Ia masih bisa merasakan bagaimana hatinya dulu pecah— bukan dalam satu ledakan besar, melainkan retak kecil yang menjalar perlahan, hingga dirinya tercerai-berai seperti bulir pasir yang beterbangan diterpa angin. Bertahun-tahun ia memunguti bulir-bulir itu, menyatukannya dengan doa, waktu, dan sunyi yang panjang.
Dan kini, orang yang dulu membuatnya hancur datang tiba-tiba, menatap dengan mata yang basah, meminta maaf seolah waktu bisa dilipat begitu saja.
“Kamu tahu, Cal,” katanya pelan, “dulu aku berharap kamu kembali. Tapi sekarang, aku lebih butuh kejelasan daripada kehadiran. Karena yang menyakitkan bukan kamu pergi, tapi alasan kenapa kamu pergi.”
Calvin mengangguk, pelan. “Aku pergi karena aku takut. Takut kamu lihat aku hancur. Takut kamu ikut terseret. Tapi aku salah. Karena ternyata, dengan pergi, aku justru menggores luka yang lebih dalam. Kamu tahu Eva? Aku telah berjuang setiap detik untuk melupakanmu sejak saat itu tapi aku selalu gagal. Bahkan ketika aku lupa siapa diriku, hatiku akan selalu mengingatmu….”
Angin malam menyapu pelan rambut Eva. Ia menatap Calvin lama, lalu berkata:
“Kalau kamu benar-benar ingin menulis bab baru, kamu harus berani menuliskan bab lama dengan jujur. Tanpa sensor. Tanpa edit.”

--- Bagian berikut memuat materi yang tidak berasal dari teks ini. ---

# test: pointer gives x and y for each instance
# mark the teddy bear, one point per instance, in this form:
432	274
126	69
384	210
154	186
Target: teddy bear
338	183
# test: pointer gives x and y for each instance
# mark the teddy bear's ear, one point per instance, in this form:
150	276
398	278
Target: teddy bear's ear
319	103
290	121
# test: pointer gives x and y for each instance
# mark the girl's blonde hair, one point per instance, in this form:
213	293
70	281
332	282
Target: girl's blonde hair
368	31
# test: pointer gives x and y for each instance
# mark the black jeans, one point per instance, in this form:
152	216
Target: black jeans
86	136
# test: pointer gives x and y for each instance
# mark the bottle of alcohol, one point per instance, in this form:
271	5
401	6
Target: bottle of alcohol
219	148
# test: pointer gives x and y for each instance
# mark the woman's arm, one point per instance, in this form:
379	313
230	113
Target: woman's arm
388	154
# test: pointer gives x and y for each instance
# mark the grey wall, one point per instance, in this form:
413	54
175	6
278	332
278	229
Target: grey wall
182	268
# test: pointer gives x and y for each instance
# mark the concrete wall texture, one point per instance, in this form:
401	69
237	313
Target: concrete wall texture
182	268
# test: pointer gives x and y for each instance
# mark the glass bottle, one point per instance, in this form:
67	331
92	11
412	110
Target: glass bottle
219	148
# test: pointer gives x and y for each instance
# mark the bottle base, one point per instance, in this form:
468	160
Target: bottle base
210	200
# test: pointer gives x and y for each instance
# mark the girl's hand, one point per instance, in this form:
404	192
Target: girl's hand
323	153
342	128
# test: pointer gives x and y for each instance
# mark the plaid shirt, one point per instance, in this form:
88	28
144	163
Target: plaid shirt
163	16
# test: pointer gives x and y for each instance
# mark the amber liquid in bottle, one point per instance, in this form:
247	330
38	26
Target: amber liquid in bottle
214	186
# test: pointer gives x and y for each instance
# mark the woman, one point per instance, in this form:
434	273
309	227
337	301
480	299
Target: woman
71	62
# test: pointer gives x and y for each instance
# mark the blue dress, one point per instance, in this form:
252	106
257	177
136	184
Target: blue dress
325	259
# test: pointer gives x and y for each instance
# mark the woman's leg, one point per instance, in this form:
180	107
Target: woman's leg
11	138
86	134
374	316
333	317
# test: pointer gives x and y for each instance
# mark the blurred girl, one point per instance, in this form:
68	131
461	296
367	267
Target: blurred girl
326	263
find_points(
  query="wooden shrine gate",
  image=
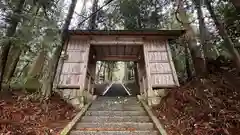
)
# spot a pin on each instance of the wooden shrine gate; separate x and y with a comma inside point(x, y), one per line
point(150, 49)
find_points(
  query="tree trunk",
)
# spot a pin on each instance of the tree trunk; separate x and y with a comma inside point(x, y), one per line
point(92, 21)
point(188, 68)
point(12, 62)
point(51, 73)
point(11, 30)
point(236, 4)
point(228, 42)
point(203, 32)
point(16, 51)
point(196, 54)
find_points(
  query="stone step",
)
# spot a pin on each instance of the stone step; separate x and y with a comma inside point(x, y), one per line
point(115, 126)
point(116, 103)
point(116, 108)
point(116, 99)
point(76, 132)
point(115, 119)
point(116, 113)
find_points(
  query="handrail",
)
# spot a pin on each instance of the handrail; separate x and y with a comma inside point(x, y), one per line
point(70, 125)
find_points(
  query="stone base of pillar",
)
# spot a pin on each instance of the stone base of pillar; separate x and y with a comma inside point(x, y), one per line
point(155, 96)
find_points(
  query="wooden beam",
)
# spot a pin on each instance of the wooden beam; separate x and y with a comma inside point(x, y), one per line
point(107, 43)
point(118, 58)
point(67, 86)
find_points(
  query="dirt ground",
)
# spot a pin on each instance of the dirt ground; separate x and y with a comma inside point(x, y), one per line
point(206, 106)
point(21, 115)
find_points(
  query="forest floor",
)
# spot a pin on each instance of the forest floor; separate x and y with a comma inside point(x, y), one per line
point(21, 115)
point(206, 106)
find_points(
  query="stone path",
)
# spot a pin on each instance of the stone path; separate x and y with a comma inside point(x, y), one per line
point(115, 116)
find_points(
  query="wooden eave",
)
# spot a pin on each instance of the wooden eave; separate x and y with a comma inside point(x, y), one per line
point(171, 34)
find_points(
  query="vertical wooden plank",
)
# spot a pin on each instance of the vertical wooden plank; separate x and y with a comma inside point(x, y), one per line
point(89, 83)
point(149, 90)
point(60, 64)
point(84, 45)
point(174, 73)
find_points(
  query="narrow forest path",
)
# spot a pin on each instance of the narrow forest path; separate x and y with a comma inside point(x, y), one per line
point(115, 116)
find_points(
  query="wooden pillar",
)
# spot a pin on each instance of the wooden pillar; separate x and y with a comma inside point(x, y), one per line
point(150, 92)
point(85, 46)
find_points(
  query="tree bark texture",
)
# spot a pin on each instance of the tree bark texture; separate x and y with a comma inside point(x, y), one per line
point(222, 31)
point(11, 30)
point(51, 73)
point(190, 37)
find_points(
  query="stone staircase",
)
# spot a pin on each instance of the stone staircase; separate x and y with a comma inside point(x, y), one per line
point(115, 116)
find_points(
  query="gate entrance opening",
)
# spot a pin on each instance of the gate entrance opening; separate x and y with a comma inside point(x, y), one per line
point(148, 49)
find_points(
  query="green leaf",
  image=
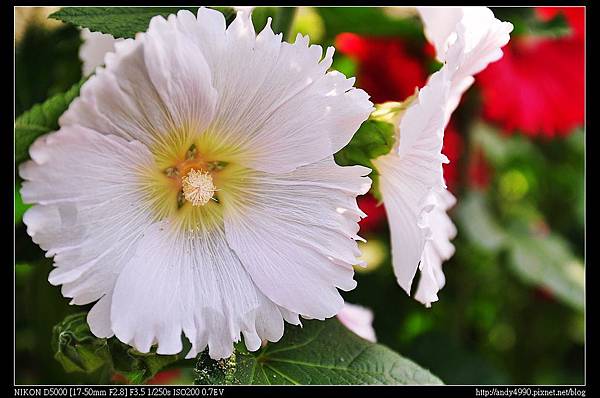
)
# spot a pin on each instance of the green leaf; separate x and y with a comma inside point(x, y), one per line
point(41, 119)
point(374, 138)
point(478, 223)
point(371, 21)
point(548, 261)
point(320, 352)
point(20, 207)
point(122, 22)
point(527, 23)
point(77, 349)
point(47, 63)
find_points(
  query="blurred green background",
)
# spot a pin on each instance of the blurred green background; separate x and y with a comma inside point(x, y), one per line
point(512, 308)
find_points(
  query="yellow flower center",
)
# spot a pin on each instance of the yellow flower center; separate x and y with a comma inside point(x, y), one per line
point(198, 187)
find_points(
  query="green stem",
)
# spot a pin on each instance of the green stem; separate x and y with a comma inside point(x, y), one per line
point(283, 20)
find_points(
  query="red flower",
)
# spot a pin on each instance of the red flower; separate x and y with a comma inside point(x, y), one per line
point(387, 70)
point(574, 15)
point(538, 86)
point(375, 214)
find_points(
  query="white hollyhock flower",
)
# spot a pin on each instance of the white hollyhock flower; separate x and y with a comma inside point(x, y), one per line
point(359, 320)
point(411, 176)
point(191, 187)
point(94, 46)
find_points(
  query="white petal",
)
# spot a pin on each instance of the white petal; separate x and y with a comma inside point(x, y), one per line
point(468, 39)
point(88, 213)
point(151, 88)
point(277, 104)
point(359, 320)
point(440, 26)
point(93, 49)
point(408, 176)
point(411, 178)
point(437, 248)
point(195, 284)
point(295, 234)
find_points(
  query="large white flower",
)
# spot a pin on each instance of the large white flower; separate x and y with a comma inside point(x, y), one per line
point(191, 187)
point(411, 177)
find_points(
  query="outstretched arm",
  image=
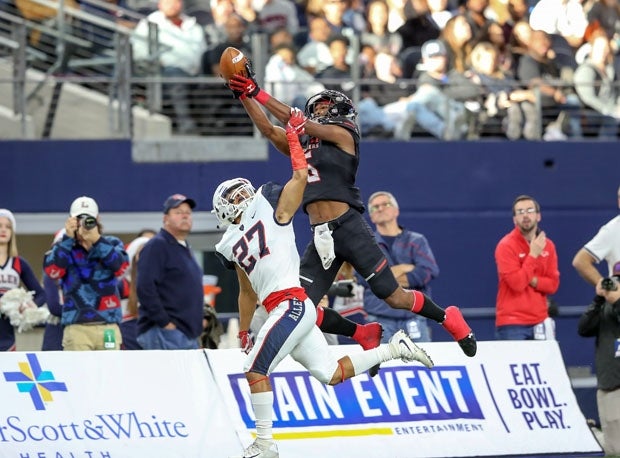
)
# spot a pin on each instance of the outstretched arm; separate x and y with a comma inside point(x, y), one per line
point(292, 194)
point(247, 88)
point(274, 134)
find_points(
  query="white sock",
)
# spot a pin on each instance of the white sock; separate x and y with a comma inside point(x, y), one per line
point(262, 403)
point(369, 358)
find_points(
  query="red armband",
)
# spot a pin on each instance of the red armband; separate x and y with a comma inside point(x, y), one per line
point(298, 157)
point(262, 97)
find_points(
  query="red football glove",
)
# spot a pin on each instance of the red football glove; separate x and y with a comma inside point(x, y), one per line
point(297, 122)
point(247, 86)
point(246, 342)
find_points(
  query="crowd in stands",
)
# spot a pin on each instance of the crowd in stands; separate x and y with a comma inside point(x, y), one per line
point(545, 69)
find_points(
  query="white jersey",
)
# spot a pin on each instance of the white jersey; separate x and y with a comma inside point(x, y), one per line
point(262, 247)
point(606, 244)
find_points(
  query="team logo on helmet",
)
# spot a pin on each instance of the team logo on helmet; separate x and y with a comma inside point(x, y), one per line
point(231, 198)
point(329, 104)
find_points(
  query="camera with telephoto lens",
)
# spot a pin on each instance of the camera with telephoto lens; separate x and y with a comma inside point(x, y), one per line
point(610, 283)
point(87, 222)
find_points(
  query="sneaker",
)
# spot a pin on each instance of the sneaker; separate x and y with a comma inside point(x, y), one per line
point(260, 449)
point(401, 346)
point(369, 337)
point(458, 328)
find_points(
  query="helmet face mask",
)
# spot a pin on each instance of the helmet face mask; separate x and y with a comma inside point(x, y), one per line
point(231, 198)
point(328, 105)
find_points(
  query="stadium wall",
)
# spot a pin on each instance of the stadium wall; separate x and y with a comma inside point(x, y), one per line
point(458, 194)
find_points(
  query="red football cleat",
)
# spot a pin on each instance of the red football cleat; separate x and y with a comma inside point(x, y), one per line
point(369, 337)
point(458, 328)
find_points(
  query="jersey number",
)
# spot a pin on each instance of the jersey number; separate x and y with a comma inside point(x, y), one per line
point(241, 248)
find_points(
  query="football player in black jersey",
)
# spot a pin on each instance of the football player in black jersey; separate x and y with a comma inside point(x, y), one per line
point(333, 203)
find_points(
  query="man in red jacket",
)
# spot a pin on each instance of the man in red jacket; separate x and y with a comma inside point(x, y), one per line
point(527, 266)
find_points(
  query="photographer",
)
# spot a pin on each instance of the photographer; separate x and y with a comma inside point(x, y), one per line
point(602, 320)
point(87, 266)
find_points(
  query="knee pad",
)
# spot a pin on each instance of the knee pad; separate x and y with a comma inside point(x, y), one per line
point(324, 373)
point(383, 284)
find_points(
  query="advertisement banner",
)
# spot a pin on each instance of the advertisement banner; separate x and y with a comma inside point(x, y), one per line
point(513, 398)
point(113, 404)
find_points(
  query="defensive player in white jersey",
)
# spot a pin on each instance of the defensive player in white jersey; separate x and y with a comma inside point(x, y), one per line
point(259, 243)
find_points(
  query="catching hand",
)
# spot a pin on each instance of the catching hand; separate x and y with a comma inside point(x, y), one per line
point(246, 342)
point(297, 122)
point(243, 85)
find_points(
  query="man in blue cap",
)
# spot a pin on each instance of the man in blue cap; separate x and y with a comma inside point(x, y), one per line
point(169, 283)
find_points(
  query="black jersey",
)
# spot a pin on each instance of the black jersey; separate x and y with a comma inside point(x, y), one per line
point(332, 171)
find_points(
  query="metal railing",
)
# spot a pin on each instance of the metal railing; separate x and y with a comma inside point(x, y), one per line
point(72, 75)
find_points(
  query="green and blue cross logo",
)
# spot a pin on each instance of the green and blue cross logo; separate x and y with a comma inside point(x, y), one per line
point(35, 381)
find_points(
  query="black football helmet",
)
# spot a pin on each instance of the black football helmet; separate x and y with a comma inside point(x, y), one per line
point(339, 106)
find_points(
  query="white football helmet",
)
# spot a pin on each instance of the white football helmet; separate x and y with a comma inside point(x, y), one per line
point(231, 198)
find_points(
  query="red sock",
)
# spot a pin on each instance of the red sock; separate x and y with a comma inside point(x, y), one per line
point(319, 316)
point(418, 301)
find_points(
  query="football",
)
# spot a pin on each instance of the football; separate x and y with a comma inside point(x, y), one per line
point(232, 62)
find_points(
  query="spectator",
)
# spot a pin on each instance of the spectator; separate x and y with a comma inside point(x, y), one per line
point(215, 31)
point(606, 14)
point(288, 80)
point(271, 277)
point(87, 266)
point(396, 14)
point(169, 283)
point(280, 37)
point(458, 37)
point(412, 262)
point(437, 106)
point(602, 321)
point(129, 301)
point(440, 12)
point(540, 69)
point(377, 34)
point(475, 14)
point(604, 246)
point(14, 271)
point(342, 19)
point(596, 87)
point(527, 267)
point(235, 35)
point(340, 68)
point(245, 9)
point(276, 14)
point(53, 333)
point(420, 27)
point(181, 46)
point(334, 207)
point(565, 18)
point(518, 43)
point(314, 56)
point(518, 10)
point(516, 107)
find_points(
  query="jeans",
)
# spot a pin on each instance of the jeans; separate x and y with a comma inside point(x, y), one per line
point(157, 338)
point(415, 327)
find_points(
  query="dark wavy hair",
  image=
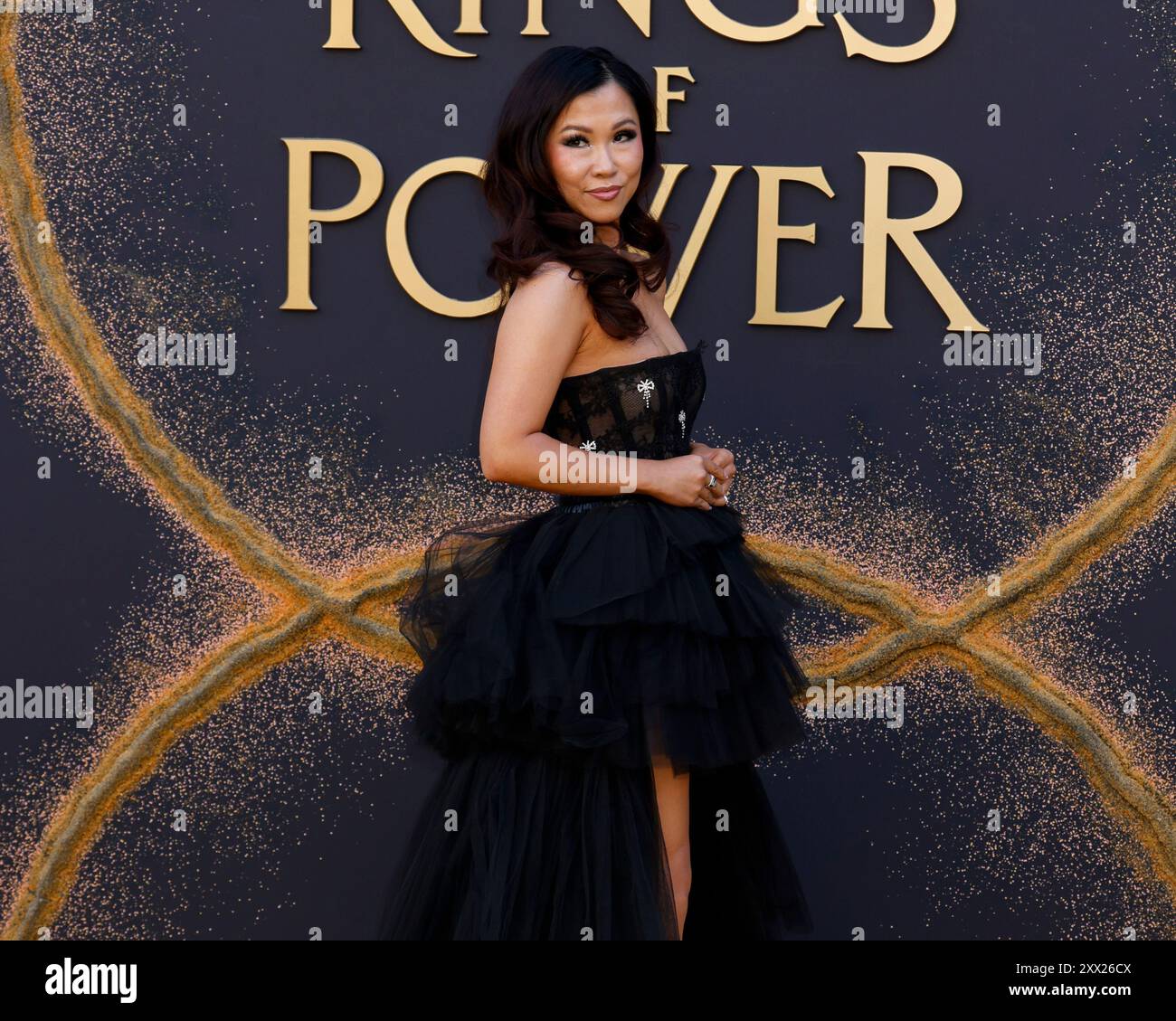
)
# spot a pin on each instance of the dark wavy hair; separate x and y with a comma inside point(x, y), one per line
point(537, 222)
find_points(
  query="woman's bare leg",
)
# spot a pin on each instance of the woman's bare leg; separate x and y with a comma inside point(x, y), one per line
point(674, 807)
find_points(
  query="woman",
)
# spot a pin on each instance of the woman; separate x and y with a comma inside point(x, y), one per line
point(600, 676)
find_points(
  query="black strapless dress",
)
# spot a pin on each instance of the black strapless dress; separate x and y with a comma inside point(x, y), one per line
point(564, 649)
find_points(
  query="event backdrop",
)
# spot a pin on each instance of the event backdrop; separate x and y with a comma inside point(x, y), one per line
point(955, 437)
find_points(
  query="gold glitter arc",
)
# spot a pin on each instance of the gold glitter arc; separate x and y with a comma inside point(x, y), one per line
point(908, 629)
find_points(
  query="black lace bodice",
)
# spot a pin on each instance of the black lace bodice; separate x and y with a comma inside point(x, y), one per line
point(646, 408)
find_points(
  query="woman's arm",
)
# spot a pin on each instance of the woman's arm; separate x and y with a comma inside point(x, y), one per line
point(539, 336)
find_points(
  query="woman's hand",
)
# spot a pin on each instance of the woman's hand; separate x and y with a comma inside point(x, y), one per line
point(721, 457)
point(682, 481)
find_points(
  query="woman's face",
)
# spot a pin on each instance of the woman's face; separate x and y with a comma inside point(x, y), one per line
point(595, 152)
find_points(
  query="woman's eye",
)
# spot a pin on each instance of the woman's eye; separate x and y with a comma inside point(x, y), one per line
point(628, 134)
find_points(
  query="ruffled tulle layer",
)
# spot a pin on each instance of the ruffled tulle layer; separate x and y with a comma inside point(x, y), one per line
point(524, 846)
point(604, 632)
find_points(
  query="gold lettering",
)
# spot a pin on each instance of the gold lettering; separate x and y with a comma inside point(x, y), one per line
point(400, 257)
point(806, 16)
point(342, 27)
point(670, 173)
point(663, 74)
point(299, 214)
point(880, 226)
point(769, 232)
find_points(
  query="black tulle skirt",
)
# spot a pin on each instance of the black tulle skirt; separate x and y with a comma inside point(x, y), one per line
point(564, 653)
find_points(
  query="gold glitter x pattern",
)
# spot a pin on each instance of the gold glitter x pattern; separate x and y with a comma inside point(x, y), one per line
point(908, 629)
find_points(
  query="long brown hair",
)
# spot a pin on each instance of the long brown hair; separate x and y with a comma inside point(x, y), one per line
point(537, 222)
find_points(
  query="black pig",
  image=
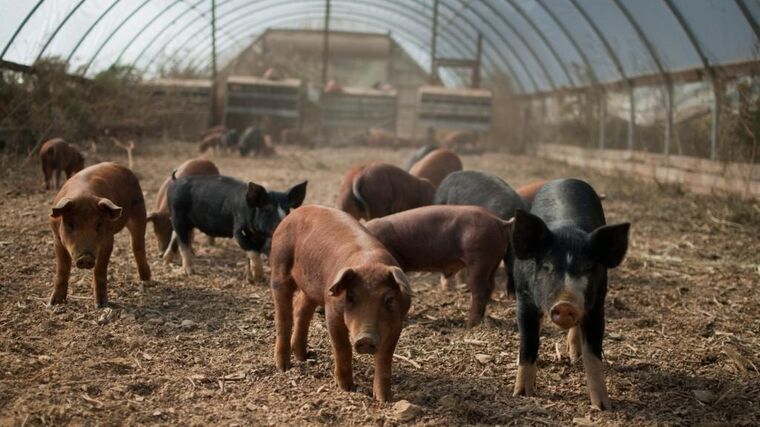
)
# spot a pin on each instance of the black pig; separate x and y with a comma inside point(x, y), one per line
point(487, 191)
point(563, 250)
point(221, 206)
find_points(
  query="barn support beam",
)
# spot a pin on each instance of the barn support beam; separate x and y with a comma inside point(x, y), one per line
point(214, 110)
point(326, 43)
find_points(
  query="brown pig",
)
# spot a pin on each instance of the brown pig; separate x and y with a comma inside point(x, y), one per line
point(334, 262)
point(447, 239)
point(160, 217)
point(90, 209)
point(436, 165)
point(528, 191)
point(56, 156)
point(378, 189)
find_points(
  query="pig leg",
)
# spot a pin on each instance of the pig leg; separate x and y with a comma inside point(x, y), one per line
point(529, 324)
point(593, 332)
point(341, 346)
point(304, 310)
point(448, 282)
point(574, 344)
point(381, 385)
point(100, 273)
point(62, 273)
point(282, 293)
point(254, 271)
point(136, 226)
point(481, 283)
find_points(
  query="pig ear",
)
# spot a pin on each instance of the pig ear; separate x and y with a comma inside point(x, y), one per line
point(342, 280)
point(113, 211)
point(529, 234)
point(255, 195)
point(62, 206)
point(609, 243)
point(297, 194)
point(401, 280)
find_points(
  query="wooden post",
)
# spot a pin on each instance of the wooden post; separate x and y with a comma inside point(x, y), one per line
point(326, 43)
point(214, 111)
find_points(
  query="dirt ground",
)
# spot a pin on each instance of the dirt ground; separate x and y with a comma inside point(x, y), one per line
point(682, 344)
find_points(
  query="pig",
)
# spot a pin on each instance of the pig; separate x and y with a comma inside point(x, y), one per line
point(229, 140)
point(563, 249)
point(221, 206)
point(419, 154)
point(488, 191)
point(254, 140)
point(437, 165)
point(90, 209)
point(295, 137)
point(57, 156)
point(445, 239)
point(160, 217)
point(528, 191)
point(378, 189)
point(334, 262)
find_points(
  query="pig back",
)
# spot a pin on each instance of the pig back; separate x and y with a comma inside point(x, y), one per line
point(569, 201)
point(479, 189)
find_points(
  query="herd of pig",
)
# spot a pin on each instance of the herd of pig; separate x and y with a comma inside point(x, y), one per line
point(352, 260)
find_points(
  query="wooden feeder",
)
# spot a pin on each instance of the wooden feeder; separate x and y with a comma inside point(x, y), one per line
point(179, 106)
point(357, 109)
point(256, 100)
point(454, 108)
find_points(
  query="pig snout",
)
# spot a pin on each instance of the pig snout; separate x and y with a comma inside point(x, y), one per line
point(85, 260)
point(366, 343)
point(565, 315)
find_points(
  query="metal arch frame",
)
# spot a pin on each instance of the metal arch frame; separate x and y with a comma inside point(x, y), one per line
point(20, 27)
point(89, 30)
point(374, 4)
point(379, 5)
point(618, 65)
point(503, 40)
point(543, 38)
point(708, 68)
point(110, 36)
point(403, 34)
point(658, 63)
point(748, 16)
point(58, 28)
point(594, 78)
point(520, 37)
point(503, 59)
point(368, 3)
point(166, 27)
point(145, 27)
point(365, 19)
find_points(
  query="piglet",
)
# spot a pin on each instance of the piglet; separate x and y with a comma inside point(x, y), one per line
point(221, 206)
point(56, 157)
point(160, 217)
point(378, 189)
point(90, 209)
point(436, 165)
point(334, 262)
point(446, 239)
point(564, 249)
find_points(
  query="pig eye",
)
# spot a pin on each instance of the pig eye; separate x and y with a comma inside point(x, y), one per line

Calvin tersenyum, kali ini lebih tenang. “Aku siap. Kalau kamu masih mau baca.”
Mereka berjalan lagi, pelan. Di antara suara langkah dan gerimis, ada ruang yang mulai terbuka—bukan untuk kembali seperti dulu, tapi untuk memahami ulang apa yang pernah terjadi.
Dan malam itu, Eva belajar satu hal:
Bahwa cinta yang dewasa bukan tentang siapa yang paling cepat kembali, tapi siapa yang paling berani menjelaskan kenapa dulu sempat pergi.
Karena beberapa cinta memang tak berakhir, hanya berubah wujud.
Dari luka menjadi pelajaran.
Dari kehilangan melahirkan nyali.
Dari notifikasi menjadi percakapan.
Dan dari percakapan melahirkan kemungkinan.